Material and methods
Experimental design
We sampled 240 M. festivus at 12 sites distributed across three major Amazonian rivers (i.e., Rio Branco, Rio Negro and Rio Solimões) [Fig. 1]. These sites comprise ecosystems with drastically divergent physicochemical parameters: five black water sites (BAR, NEG, CEM, ANA and TEF) and seven white water sites (PIR, SOL, MAN, JAR, JAC, CAT, BRA) [Table 1]. These sites comprise three confluence zones between black and white water sites : (1) Six sampling sites were close to the confluence of two major Amazonian tributaries, the Rio Negro and Rio Solimões (ANA, CEM, CAT, JAC, JAR and MAN); (2) three sites were close to the confluence of the Rio Branco and Rio Negro (BAR, NEG and BRA) and (3) three sites were close to the confluence of the Rio Tefé and Rio Solimões (TEF, SOL and PIR) [Fig. 1].

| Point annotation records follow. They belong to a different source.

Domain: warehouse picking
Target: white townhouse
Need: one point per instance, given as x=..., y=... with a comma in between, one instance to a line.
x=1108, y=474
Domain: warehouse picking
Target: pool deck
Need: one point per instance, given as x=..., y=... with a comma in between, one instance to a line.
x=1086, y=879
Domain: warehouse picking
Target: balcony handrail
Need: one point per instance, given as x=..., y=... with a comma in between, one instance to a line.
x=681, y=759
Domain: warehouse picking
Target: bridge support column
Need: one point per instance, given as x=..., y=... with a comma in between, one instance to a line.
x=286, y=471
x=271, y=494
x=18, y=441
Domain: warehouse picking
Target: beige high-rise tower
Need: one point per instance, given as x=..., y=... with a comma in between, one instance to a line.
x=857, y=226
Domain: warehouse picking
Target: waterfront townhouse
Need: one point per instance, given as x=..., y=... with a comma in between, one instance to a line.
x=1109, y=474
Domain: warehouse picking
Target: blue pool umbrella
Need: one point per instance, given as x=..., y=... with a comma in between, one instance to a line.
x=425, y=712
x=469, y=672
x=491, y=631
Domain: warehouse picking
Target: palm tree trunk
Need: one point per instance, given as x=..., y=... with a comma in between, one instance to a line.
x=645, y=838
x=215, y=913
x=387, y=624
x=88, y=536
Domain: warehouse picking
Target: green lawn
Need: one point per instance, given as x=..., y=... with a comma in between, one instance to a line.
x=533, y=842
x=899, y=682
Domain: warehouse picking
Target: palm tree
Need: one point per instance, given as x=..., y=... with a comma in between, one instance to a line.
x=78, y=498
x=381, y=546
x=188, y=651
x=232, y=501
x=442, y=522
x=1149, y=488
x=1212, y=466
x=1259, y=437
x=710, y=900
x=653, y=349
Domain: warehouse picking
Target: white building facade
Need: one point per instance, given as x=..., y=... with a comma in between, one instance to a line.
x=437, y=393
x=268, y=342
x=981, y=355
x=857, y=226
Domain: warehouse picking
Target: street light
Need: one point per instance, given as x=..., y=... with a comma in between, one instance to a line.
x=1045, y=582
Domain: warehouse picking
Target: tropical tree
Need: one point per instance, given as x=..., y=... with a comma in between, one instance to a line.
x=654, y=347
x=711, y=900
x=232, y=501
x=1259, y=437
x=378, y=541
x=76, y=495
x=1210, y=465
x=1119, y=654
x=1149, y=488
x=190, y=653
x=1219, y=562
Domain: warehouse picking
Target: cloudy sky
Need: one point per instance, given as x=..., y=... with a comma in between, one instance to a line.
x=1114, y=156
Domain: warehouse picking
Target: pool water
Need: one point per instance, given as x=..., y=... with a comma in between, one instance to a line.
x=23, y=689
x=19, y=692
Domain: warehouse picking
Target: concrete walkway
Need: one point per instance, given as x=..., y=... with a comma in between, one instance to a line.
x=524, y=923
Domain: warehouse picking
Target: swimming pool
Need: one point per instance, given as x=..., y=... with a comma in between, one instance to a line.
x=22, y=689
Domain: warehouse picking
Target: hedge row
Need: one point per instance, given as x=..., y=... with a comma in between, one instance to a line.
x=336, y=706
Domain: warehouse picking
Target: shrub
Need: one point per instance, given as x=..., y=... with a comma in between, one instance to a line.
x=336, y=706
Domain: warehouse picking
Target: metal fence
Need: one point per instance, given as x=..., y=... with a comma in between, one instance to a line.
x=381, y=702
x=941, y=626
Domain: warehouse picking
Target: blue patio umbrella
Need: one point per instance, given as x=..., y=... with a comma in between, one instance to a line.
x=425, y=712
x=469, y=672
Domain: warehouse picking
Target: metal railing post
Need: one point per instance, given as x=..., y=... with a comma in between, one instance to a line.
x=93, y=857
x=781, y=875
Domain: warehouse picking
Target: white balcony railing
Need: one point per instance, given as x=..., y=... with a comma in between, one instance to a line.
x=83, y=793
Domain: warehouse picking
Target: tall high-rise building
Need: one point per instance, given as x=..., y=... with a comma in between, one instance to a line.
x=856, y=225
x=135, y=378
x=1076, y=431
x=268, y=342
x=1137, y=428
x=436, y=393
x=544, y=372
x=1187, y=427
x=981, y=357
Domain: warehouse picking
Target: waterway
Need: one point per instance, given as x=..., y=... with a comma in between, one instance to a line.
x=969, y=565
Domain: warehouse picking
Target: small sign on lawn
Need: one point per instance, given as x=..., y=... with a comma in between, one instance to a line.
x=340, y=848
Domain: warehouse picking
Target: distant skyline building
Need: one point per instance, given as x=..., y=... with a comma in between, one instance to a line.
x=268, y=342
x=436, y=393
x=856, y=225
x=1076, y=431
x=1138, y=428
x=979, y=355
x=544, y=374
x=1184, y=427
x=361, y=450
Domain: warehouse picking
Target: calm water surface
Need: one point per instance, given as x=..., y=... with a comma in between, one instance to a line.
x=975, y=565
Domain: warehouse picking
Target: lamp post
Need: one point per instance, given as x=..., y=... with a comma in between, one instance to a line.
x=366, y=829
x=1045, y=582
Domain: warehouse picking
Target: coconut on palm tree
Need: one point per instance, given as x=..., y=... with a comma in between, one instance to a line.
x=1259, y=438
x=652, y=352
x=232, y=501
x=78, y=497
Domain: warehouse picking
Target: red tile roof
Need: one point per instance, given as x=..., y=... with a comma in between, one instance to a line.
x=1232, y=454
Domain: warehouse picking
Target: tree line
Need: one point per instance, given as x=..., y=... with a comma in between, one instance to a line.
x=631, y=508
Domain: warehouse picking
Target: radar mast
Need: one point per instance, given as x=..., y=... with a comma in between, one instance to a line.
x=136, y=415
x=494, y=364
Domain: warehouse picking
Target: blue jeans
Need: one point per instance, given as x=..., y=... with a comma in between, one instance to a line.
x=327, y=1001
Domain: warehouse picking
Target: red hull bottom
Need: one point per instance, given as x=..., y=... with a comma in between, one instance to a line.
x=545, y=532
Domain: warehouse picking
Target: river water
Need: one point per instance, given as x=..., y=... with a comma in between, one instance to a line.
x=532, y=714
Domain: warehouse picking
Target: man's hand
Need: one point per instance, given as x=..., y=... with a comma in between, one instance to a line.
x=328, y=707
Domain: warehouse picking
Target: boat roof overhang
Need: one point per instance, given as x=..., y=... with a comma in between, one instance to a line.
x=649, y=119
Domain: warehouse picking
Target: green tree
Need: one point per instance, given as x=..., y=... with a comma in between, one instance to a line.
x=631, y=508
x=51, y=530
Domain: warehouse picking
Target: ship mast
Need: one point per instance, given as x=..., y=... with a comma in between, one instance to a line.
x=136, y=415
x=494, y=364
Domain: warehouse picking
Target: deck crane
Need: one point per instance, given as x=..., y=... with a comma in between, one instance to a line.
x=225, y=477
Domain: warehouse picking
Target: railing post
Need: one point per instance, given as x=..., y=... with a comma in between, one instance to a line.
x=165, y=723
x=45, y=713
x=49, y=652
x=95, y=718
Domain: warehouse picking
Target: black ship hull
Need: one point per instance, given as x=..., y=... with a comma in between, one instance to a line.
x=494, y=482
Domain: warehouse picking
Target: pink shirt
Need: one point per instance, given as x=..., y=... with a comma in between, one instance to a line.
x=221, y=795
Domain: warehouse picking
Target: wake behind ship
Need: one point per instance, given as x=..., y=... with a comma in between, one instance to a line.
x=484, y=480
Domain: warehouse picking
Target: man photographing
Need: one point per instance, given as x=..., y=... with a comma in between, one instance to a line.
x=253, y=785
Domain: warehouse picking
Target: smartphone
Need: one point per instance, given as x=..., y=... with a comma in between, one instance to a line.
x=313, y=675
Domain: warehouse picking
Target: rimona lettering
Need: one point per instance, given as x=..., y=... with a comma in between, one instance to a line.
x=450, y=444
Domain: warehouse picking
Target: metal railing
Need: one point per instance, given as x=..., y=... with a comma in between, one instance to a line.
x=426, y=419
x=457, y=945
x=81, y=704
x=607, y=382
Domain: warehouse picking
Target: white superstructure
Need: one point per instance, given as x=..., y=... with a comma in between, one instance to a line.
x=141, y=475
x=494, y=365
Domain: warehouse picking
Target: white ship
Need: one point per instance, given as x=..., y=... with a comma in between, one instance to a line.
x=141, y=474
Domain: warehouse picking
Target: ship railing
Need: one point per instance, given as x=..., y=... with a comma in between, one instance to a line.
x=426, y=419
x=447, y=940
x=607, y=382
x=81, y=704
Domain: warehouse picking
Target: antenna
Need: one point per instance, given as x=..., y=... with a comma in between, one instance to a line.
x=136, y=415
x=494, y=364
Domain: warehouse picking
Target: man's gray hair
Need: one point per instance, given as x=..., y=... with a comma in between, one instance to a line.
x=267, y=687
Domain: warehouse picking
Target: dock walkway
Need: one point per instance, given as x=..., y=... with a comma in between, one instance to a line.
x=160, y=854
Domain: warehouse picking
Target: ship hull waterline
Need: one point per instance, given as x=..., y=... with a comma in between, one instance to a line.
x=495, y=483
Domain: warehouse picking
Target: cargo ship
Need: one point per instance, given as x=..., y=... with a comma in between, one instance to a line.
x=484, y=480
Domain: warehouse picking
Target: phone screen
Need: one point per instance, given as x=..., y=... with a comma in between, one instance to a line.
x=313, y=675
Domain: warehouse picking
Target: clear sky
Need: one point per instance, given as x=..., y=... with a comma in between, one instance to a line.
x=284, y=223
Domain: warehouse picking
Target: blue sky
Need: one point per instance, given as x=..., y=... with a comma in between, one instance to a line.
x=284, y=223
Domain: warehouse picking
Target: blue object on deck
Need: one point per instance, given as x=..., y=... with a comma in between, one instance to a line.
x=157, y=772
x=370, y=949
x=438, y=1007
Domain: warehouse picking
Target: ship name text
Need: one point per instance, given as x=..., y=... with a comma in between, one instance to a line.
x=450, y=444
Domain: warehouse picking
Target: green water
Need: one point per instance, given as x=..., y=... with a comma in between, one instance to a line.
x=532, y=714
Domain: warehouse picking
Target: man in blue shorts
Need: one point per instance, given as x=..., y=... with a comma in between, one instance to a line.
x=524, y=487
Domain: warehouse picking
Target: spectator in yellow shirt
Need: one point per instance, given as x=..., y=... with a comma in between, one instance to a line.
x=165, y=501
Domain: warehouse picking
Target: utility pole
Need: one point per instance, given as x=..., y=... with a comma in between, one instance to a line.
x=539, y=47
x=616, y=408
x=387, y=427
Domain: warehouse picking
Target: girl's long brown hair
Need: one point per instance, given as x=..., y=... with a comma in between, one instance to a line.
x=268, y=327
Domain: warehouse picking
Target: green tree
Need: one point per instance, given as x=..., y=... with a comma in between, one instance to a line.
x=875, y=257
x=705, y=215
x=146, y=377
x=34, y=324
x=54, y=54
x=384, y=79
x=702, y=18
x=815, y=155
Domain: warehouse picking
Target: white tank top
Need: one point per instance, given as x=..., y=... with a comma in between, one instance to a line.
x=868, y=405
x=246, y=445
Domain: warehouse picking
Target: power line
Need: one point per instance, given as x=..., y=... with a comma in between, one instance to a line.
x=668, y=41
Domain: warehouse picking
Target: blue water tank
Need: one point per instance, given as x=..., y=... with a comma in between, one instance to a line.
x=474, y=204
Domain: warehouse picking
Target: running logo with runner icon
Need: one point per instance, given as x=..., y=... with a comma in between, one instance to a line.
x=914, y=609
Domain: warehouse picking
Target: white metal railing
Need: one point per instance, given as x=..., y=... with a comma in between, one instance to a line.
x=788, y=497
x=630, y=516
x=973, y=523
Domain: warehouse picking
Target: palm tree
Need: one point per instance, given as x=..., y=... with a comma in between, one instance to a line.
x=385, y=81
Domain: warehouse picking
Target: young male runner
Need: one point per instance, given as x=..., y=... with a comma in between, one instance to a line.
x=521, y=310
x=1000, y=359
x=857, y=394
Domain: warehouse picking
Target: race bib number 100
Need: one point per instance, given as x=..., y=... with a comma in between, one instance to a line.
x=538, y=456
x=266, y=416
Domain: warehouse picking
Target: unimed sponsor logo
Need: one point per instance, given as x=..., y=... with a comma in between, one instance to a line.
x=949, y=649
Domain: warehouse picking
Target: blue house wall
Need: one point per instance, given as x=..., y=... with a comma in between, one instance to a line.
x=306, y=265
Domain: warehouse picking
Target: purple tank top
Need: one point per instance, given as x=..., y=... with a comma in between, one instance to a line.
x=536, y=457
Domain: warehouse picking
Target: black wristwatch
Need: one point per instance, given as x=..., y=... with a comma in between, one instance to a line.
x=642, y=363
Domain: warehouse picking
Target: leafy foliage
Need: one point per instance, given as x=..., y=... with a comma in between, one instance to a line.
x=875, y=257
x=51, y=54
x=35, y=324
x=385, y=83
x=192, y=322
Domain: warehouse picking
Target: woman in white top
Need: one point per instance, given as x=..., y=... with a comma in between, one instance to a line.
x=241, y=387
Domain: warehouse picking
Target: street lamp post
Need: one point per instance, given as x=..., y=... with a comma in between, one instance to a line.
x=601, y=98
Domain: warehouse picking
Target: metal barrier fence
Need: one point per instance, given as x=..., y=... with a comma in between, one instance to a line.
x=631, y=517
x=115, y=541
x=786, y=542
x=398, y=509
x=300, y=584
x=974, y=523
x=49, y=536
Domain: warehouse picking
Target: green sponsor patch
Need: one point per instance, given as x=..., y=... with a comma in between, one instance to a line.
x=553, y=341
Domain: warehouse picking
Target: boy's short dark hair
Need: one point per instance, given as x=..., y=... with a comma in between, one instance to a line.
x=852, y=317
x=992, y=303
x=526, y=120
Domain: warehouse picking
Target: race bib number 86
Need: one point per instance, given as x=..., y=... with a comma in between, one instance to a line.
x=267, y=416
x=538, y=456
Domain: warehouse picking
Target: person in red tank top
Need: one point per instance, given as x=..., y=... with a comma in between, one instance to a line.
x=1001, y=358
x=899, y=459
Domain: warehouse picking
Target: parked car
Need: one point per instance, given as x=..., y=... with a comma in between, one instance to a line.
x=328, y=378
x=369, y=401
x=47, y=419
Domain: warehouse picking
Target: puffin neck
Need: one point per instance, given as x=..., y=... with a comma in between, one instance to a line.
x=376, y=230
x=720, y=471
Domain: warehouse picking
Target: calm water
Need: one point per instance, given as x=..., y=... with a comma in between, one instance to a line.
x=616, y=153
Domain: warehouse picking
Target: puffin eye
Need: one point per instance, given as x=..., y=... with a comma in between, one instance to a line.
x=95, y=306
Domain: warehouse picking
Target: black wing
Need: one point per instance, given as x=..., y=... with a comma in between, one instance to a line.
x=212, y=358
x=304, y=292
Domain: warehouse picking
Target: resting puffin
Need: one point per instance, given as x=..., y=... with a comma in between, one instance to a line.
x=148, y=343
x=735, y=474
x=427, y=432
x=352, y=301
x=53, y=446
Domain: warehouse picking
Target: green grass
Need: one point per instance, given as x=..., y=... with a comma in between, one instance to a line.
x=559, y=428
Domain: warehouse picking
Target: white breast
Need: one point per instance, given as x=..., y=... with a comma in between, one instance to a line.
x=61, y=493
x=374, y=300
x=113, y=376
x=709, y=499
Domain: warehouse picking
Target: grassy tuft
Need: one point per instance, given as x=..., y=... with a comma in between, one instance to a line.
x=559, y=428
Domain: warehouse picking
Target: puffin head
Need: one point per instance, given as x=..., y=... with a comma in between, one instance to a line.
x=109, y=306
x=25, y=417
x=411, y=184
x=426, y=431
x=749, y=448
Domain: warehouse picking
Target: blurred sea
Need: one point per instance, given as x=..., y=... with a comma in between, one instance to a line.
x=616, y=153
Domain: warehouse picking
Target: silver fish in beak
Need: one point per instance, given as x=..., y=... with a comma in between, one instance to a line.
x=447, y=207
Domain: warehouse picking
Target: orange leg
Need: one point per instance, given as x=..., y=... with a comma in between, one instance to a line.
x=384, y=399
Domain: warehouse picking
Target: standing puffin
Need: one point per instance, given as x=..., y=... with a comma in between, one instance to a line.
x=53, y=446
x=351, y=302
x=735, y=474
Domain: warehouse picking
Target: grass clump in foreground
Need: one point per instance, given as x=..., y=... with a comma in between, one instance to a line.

Field trips were conducted from September to December 2018–2019 during the dry season. Sites coordinates were recorded using the Global Positioning System (GPS) and the fishing perimeters were assessed in the field according to each site’s local geography. We estimated the watercourse distance separating each sampling site using Google Earth pro (Image Landsat / Copernicus, U.S). A multiparameter YSI Professional+Series meter (YSI Inc/Xylem Inc USA) was used to characterize water physicochemical properties (conductivity and pH) on sites. Two litres of water were also sampled at each site 30 cm below the surface, the depth where M. festivus were fished (Pires et al. 2015), to characterize other water parameters in the laboratory. At the laboratory, dissolved organic carbon (DOC) was quantified and characterized, and the concentration of nutrients (NO2-, NO3-, silicates), free ions (Ca, Na, Cl, Mg, K) and 12 metals (Al, V, Cr, Mn, Fe, Co, Ni, Cu, Zn, As, Cd and Pb) were determined according to the method detailed in Sylvain et al. (2019, 2020). All environmental parameters are the means of three measurements and can be found in the supplementary information section.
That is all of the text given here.